L'édition en DVD de Carabine FM réveille une hilarante nostalgie Carabine FM (1986-1991). Créée par Lolita. Gérard Mermet et Alain Monney. Coffret 3 DVD toutes zones. TSR et Yaka Productions. Env. 60 fr.

En 1986, Ronald Reagan et Gorbatchev s'entretiennent de la réduction des armements. Le réacteur de Tchernobyl explose, puis l'usine Sandoz à Schweizerhalle brûle. Duvalier fuit Haïti. Mitterrand et Thatcher annoncent la construction du tunnel sous la Manche.

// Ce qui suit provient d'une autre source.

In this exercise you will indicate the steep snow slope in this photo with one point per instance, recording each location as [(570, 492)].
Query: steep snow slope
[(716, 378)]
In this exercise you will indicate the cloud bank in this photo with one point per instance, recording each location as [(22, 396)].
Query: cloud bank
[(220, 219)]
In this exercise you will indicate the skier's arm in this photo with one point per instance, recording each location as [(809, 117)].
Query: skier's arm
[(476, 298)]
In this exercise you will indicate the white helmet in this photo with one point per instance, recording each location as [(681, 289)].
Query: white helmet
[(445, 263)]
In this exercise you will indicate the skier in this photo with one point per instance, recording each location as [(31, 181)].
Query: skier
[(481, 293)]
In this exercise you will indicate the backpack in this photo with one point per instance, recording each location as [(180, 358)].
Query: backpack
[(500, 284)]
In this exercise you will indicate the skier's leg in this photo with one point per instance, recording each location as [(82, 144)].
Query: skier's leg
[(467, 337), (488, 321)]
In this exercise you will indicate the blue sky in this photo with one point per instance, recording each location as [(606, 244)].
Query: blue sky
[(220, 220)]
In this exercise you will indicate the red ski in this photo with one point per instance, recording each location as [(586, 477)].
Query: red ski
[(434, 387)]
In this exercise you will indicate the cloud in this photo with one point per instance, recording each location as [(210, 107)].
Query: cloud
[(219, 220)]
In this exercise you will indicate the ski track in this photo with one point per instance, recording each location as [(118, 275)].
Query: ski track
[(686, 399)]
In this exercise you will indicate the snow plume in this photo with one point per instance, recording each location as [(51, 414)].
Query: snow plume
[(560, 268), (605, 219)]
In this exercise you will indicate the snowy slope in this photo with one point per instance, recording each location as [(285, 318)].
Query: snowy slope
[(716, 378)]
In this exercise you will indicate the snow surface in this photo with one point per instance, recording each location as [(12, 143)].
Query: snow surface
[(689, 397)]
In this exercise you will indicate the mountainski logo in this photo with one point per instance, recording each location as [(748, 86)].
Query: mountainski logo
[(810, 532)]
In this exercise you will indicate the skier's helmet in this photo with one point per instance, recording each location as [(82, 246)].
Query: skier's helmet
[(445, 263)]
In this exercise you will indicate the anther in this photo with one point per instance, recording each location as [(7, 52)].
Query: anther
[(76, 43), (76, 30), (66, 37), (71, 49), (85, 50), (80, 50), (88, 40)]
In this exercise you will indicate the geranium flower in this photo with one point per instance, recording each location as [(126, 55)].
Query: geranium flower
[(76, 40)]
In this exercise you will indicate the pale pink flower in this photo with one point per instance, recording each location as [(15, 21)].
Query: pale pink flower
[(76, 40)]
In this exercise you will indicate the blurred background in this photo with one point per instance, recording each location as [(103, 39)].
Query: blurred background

Pendant ce temps-là, trois larrons venus de Couleur 3, où ils sévissaient depuis deux ans, noyautent la grille des programmes de la TSR avec une parodie radiophonique qui lynchera vite les clichés télévisuels. C'est d'abord Carabine FM, de 1986 à 1988, puis quelques succédanés jusqu'à A Poil les Huîtres, qui s'abîme dans un ultime gag en 1991. Cinq années pendant lesquelles, grâce à Lolita, Gérard Mermet et Alain Monney, la télé romande aura su rire. Et faire rire.

Redécouvrir Carabine grâce au joli coffret que sort ces jours la chaîne avec Yaka Productions, la compagnie où sévit désormais Gérard Mermet, semble réservé aux nostalgiques de plus de 30 ans. Les tics verbaux et poncifs («Bonjour, eh bien, salut», «un sujet qui me tient tout particulièrement à cœur», etc.), les séquences et feuilletons (le professeur Sacrain, le crabe aux pinces molles, le comité d'autodéfense du quartier): autant de jalons entrés dans l'inconscient collectif régional.

Le montage proposé est assez copieux, le disque des premiers sketches de Carabine FM comprend ainsi 80 chapitres. Surtout, il accélère le rythme de la pantalonnade, coulant sa modernité dans le bronze. Car ici, les gags ne sont pas entrecoupés des pseudos clips - rappelons que Carabine FM avait un invité musical par émission - qui valaient certes leur pesant de kitsch, mais donnaient un coup de frein aux éclats de rire. Ceux, entre tant d'autres, suscités par un hilarant hommage au cinéma suisse: un échalas marche le long d'un vague chemin de campagne, doublé d'une voix off débitant des titres de films de la Nouvelle Vague avant que, arrivé à la hauteur de sa voiture, il s'écrie soudain: «Merde, j'ai oublié mes clés!» Preuve, commente Lolita, que le cinéma helvétique «fait pas grand-chose avec peu de moyens».

En fait, la nostalgie n'est pas de mise. Sinon pour nourrir un regret, que rien ne tienne lieu de descendance à cette étincelle précieuse et bouffonne. Par exemple avec cette parodie d'A bon entendeur où l'on compare les somnifères et l'on parvient à cette radicale conclusion: «Malgré l'augmentation de la redevance, les Romands consomment toujours des quantités massives d'émissions soporifiques.» Depuis que la grille des programmes de la TSR n'a plus Carabine FM, cette satire-là a acquis un statut prémonitoire.